Chronique

Oded Tzur

Translator’s Note

Oded Tzur (ts), Ziv Ravitz (dms), Shai Maestro (p), Petros Klampanis (b)

Label / Distribution : Enja Records

« La vie parle un langage que je ne comprends pas », confie l’homme à la baleine qui vient de l’avaler, et qui ne le laissera pas repartir avant de lui avoir appris une chanson qui le libérera de son désarroi. Cette histoire, Oded Tzur la tient d’un inconnu rencontré dans la salle des cartes d’une bibliothèque, devant les images de créatures sous-marines. L’homme chante, on lui demande de faire silence. Sa chanson, c’est celle du cachalot. « Même si elle a été écrite par une baleine, elle peut tout autant être la vôtre », dit-il, avant de l’apprendre à son tour au saxophoniste, qui lui aussi nous l’offre dans cet album. Au vrai, la poésie qui caractérise l’album The Translator’s Note est présente à plus d’un titre, et se retrouve sublimée par une formation de choix, inspirée, puissante et virtuose.

C’est en 2012, à New York, où il s’est installé il y a plusieurs années, que le saxophoniste israélien organise une session avec Ziv Ravitz à la batterie, Shai Maestro au piano et Petros Klampanis à la contrebasse. L’osmose entre les quatre musiciens est telle que dès la fin de la session, le Oded Tzur Quartet est né. Après un premier Like a Great River, enregistré en 2015 et salué par la critique, le groupe est de retour avec ce deuxième album, dans lequel il confirme et développe davantage encore sa créativité.

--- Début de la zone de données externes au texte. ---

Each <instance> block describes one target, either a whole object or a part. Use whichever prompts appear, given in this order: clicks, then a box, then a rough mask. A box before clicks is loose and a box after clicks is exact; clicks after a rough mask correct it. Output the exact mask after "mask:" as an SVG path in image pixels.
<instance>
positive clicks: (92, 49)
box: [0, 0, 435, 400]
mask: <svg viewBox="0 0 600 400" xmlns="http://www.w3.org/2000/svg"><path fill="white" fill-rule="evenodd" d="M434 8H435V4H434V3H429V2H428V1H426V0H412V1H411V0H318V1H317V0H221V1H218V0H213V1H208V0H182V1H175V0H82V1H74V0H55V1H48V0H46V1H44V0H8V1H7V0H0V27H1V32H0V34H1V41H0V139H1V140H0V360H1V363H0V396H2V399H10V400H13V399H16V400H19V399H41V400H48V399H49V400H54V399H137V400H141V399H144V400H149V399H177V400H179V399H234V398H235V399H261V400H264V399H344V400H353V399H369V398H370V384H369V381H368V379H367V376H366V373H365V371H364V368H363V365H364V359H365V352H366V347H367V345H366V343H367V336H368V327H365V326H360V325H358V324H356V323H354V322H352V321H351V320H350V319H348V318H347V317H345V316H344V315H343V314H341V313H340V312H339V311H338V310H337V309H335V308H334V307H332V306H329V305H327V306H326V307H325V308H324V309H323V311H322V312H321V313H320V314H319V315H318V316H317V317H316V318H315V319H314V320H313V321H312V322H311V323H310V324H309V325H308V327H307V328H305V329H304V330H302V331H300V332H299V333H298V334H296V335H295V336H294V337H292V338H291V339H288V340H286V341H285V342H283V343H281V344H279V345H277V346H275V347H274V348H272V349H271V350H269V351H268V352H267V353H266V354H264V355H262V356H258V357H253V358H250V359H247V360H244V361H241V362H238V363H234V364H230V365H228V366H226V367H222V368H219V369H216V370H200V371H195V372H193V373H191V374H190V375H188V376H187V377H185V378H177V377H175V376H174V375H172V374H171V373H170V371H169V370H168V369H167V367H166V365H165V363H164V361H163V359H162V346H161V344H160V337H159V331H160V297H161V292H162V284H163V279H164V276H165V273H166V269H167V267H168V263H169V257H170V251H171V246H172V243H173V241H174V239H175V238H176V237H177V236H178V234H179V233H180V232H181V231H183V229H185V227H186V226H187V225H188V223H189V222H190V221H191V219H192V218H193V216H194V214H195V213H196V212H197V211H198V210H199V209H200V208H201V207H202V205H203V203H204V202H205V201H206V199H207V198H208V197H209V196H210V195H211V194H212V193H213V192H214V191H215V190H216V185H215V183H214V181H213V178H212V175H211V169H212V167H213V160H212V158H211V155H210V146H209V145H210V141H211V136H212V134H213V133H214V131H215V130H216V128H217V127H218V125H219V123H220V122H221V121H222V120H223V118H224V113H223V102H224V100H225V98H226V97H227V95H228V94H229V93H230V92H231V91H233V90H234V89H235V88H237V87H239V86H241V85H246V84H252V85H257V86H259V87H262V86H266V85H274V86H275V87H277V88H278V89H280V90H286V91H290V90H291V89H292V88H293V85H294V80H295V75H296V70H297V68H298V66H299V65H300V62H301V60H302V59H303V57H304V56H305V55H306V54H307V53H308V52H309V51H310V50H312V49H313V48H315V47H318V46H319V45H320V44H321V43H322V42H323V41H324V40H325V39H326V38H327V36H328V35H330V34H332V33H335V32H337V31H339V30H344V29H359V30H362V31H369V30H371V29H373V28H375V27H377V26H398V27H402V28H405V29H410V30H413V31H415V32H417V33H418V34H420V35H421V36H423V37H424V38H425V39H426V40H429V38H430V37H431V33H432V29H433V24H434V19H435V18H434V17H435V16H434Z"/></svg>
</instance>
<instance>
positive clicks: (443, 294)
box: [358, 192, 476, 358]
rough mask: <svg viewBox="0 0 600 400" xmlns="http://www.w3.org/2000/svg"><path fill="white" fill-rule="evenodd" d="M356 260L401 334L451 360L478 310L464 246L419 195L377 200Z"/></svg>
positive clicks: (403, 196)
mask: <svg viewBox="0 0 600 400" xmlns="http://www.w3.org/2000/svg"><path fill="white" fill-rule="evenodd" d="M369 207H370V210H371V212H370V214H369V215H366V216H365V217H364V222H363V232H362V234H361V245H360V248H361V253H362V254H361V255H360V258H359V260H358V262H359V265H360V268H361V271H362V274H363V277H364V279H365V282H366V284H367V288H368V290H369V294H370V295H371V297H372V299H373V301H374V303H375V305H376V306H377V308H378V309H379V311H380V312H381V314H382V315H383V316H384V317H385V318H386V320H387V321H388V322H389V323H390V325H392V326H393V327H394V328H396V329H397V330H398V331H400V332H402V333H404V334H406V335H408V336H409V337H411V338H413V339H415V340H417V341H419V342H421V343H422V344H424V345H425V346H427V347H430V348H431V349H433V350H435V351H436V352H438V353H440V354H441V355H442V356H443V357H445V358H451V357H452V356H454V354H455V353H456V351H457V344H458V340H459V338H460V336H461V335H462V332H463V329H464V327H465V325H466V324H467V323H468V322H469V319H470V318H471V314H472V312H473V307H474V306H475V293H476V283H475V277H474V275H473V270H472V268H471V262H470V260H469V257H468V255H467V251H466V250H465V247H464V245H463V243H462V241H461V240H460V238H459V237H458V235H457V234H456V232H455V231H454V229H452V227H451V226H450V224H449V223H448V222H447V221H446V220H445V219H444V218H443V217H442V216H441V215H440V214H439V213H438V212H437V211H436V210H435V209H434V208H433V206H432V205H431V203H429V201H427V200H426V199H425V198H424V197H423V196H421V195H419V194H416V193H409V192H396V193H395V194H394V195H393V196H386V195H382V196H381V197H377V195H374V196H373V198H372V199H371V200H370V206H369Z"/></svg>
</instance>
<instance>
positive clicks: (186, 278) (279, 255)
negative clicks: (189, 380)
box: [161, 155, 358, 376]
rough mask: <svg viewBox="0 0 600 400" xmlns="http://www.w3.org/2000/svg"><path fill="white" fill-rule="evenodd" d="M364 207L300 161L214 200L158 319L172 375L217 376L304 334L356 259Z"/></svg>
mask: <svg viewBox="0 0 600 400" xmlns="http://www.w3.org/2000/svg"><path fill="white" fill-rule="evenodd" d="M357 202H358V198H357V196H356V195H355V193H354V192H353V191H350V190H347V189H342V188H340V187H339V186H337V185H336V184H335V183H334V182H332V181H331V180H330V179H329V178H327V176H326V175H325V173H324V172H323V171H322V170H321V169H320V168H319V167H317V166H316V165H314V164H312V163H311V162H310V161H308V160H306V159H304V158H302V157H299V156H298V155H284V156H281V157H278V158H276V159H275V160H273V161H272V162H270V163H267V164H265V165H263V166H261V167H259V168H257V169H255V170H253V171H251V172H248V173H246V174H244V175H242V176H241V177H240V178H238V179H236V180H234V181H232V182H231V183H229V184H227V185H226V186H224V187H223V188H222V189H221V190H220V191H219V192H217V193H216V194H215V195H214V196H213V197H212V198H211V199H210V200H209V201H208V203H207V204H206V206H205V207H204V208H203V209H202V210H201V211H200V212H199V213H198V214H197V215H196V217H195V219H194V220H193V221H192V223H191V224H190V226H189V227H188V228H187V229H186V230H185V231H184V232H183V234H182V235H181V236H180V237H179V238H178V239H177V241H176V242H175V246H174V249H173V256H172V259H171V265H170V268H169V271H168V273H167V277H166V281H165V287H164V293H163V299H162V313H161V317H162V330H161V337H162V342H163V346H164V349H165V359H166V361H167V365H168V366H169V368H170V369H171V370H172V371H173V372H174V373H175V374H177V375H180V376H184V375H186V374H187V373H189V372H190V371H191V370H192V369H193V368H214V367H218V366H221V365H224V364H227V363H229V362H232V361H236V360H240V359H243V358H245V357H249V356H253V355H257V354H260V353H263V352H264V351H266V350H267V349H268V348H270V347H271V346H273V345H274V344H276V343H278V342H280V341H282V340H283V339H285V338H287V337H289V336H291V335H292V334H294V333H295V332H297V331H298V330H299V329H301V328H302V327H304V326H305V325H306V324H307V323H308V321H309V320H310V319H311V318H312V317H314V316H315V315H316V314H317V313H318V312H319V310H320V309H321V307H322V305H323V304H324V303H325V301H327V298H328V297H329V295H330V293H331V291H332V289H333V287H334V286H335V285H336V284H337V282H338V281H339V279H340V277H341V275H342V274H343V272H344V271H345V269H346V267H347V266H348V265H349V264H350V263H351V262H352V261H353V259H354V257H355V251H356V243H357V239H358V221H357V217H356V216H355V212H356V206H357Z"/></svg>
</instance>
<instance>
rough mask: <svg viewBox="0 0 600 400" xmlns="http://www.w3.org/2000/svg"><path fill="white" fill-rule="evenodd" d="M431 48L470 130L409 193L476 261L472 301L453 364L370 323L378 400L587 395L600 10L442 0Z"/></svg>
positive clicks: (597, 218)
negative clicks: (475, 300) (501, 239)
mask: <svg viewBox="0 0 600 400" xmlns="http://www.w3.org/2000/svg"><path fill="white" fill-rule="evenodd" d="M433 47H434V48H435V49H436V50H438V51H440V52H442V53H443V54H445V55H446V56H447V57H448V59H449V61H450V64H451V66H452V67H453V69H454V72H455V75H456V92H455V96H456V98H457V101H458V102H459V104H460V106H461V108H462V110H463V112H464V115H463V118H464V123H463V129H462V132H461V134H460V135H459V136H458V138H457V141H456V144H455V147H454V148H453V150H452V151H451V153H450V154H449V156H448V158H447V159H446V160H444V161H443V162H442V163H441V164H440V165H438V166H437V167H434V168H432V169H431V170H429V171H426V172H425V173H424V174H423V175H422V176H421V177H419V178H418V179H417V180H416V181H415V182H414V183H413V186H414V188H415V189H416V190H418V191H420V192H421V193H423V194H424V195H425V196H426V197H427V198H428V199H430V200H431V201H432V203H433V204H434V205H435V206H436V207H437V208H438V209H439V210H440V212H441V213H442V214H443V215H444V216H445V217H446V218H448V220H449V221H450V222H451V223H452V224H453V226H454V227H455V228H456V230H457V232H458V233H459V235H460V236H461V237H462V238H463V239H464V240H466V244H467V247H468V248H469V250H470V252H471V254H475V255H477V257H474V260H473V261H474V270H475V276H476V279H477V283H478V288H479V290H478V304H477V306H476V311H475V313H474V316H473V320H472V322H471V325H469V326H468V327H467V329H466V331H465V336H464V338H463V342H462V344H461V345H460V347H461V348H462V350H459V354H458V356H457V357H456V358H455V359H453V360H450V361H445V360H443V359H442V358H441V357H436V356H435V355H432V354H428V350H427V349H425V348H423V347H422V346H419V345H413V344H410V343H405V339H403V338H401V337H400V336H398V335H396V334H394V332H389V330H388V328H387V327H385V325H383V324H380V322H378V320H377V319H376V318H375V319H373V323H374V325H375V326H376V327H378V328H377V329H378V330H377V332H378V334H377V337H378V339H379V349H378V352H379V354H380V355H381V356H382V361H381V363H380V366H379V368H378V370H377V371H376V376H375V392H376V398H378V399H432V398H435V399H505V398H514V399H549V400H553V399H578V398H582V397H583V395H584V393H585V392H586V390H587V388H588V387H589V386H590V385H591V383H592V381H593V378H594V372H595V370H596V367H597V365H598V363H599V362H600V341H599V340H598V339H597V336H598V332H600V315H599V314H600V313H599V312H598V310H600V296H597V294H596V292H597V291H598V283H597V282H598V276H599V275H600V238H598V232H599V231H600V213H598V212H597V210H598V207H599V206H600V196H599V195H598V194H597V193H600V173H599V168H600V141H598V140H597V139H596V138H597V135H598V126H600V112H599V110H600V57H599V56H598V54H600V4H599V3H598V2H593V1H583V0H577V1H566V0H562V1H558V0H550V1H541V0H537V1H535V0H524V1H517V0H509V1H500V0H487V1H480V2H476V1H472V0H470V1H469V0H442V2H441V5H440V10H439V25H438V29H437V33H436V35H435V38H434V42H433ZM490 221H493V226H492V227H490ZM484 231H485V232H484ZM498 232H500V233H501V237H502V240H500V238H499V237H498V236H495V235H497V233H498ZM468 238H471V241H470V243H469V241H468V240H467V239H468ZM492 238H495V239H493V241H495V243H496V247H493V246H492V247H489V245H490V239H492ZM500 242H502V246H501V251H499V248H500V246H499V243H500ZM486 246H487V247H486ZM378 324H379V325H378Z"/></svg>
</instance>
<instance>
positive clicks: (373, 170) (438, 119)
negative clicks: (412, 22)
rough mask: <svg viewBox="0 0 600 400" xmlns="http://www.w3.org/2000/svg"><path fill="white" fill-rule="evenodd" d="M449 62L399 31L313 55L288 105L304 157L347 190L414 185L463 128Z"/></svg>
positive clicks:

Précurseur d’un jeu de saxophone qualifié de microtonal [1], Oded Tzur propose une œuvre singulière et captivante, qui se démarque de l’effervescente scène jazz actuelle. Il ouvre une voie qui se révèle dans sa discographie, dans laquelle ce Translator’s Note fait figure de joyau. Cinq titres qui déploient un univers onirique, profond, et nous entraînent sur un océan d’imaginaire où les quatre musiciens semblent prendre leur temps pour mieux suspendre le nôtre. Au cœur d’une musique subtile, intimiste, qui joue avec sa part de silence, se cachent de véritables trésors : le bouleversant « Single Mother » est une montée en puissance de 13 minutes qu’on ne cesse de redécouvrir à chaque écoute. « Welcome » et « The Three Statements of Garab Dorje » témoignent de la communion du quartet, dans une interprétation impressionnante de maîtrise. « The Whale Song » (la fameuse) nous plonge au cœur des vagues que les cymbales de Ziv Ravitz mettent en mouvement, jusqu’à ce dernier titre, « Lonnie’s Lament », laissant planer l’ombre d’un maître, un certain John Coltrane, venu parachever ce qui ressemble décidément à un chef-d’œuvre.

On ressort pétri de gratitude et d’émotions avec ce disque qui nous réconcilie avec la vie, un peu comme l’homme qui ressort de la baleine et emporte avec lui un air inédit : « La vie chante juste une chanson que je n’ai jamais entendue auparavant ».

par Raphaël Benoit // Publié le 3 décembre 2017

[1Fasciné par la musique classique indienne, Oded Tzur travaille depuis de nombreuses années à la création d’un jeu de saxophone appelé microtonal, qui consiste à jouer des micro-intervalles propres à la musique indienne, que la gamme occidentale ignore.